First time in Korea? Part 2.
As mentioned before, Korea has four seasons: winter, spring, summer and fall. It’s now fall and I just love it when the colors of the leaves change to almost every shade of red and gold. Love the color of the sky too! Plus, the temperature has dropped but still not as cold as in winter 🙂
To continue… there are four airlines that serves Manila/Clark/Cebu < --> Seoul/Busan flights. Korea’s carriers, Korean and Asiana, are quite expensive specially during the summer and winter vacations. As they say, it’s best to visit Korea in October or the middle of Spring as tickets are cheaper that time. I usually take Asiana as they have a direct flight from Seoul < --> Clark and the airport in Clark is just a 15 minute drive from where I live in the Philippines. I haven’t flown Philippines Airlines and Cebu Pacific.
At the airport. Incheon International Airport is one of the best airports in the world. After getting off the plane, it takes about three to five minutes to walk to the immigration. There are sections for Koreans and Non-Koreans or Foreigners. When my sister visited, she was asked how long she’ll stay here and where. She answered “less than a week” and “Seoul” (she doesn’t know my address). As a US passport holder, she didn’t need a visa to tour Korea for less than a month. Philippine-passport holders need to get the appropriate visas. The last time I traveled, there was a small group of Filipinos traveling as “tourists”. While waiting for my husband at the arrival area (he forgot that we were arriving at 6AM!), one of them approached me and asked if I could lend him some money to call his brother in Seoul. I lent him my phone card and helped him call, as he was not familiar with the public phone. Then he explained to me that a family of four that he was with were being questioned by the immigration officials. He explained that they’re not actually tourists. After almost an hour, the family was released and explained that they were questioned for traveling as a family.

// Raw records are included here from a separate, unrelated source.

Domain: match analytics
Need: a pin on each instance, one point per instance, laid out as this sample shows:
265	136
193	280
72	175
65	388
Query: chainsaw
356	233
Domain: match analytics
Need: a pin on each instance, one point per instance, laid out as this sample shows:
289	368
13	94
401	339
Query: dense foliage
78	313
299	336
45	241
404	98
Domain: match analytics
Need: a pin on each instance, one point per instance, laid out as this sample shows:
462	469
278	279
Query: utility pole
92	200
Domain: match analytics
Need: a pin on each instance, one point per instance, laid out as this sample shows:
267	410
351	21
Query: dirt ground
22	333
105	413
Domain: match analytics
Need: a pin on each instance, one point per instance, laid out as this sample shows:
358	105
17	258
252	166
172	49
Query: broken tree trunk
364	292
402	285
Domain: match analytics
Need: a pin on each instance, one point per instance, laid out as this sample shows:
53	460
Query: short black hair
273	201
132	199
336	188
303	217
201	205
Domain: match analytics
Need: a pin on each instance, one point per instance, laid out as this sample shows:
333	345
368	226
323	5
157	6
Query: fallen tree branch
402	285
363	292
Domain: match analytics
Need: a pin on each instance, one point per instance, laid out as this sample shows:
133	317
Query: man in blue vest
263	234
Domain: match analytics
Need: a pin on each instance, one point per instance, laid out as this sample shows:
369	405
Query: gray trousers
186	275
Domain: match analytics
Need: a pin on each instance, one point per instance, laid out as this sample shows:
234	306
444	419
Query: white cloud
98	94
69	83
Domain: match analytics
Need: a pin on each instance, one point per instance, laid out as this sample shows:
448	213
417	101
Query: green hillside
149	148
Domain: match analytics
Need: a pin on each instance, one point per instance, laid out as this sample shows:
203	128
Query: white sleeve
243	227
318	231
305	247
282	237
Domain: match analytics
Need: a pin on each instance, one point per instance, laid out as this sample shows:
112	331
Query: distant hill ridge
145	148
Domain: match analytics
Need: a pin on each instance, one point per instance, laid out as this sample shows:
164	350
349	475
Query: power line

After passing through the immigration, you go down to the baggage carousel. Carts are free to use, unlike in some airports where you have to pay US$3.00! There are stores and restaurants at the airport.
From Incheon Airport, you can travel to Seoul by bus or subway. The bus fare is 9,000 won (standard limousine). I’m not really sure about the subway fare (heard it’s 3,500 won) but it’s definitely not more than the bus fare. You can also take the taxi, but it’s gonna be a lot more expensive (plus you’ll have to pay the 7,000 won toll fee for a standard sized car).
Escalator, pedxing, sidewalk. Most escalators in Korea have a yellow line in the middle of the steps. If you intend to walk up/down the escalator, use the left side. If you’re just gonna stand, then use the right side. If you stand on the left side, you’ll most likely be called for it or worse, somebody might just push you. Hehehe… Pexing (or pedestrian crossing). It used to be that Koreans walk and cross the street on the left side, shown by the directional arrows on pedestrian crossing and stairs. The government has changed this and you’ll now see the arrows on the right side. In the Philippines, I always walk on the right side but I’ve gotten used to the left side since a few years ago. Now, I have to train myself to walk on the right side again… Walking. Koreans walk on both sides of the sidewalk. Don’t be surprised if you get bumped a couple of times. It’s normal. IT HAPPENS ALL THE TIME! What I really hate is when there’s a group of girls/boys/old men/old women hogging the sidewalk that you just can’t pass through them. Motorcycles (o-to-bai in korean) use the sidewalks as well. So keep your ears alert too when walking. You wouldn’t want to be ran over by one.
Bus and subway. What makes it easy to tour Seoul is its bus and subway connections. Basic fare is 1,000 won. A prepaid transportation card or credit card saves you 100 won and you won’t need to pay again when you transfer. Buses are color coded and number coded. They only stop at designated bus stops. The Seoul bus route is available on the internet. There’s also a Seoul cyberstation map. A reminder: always give up your seat to senior citizens, pregnant women and disabled persons. In the subway train, seats are allocated for this group, so better not use them.
Self-service restaurants. I just have to write about this. In the Philippines, after eating in a fast-food joint we usually don’t throw out our leftovers or trash. In Korea, it’s a big no-no. After eating, you’ll have to throw out your own trash. Once my husband and I ate at a self-service pizza joint. Near our table is a group of five Filipino grown-up men (I know they’re Pinoys because they spoke Tagalog). When they were done, they just left their table and didn’t bother to put back their trays and dirty dishes on the designated table.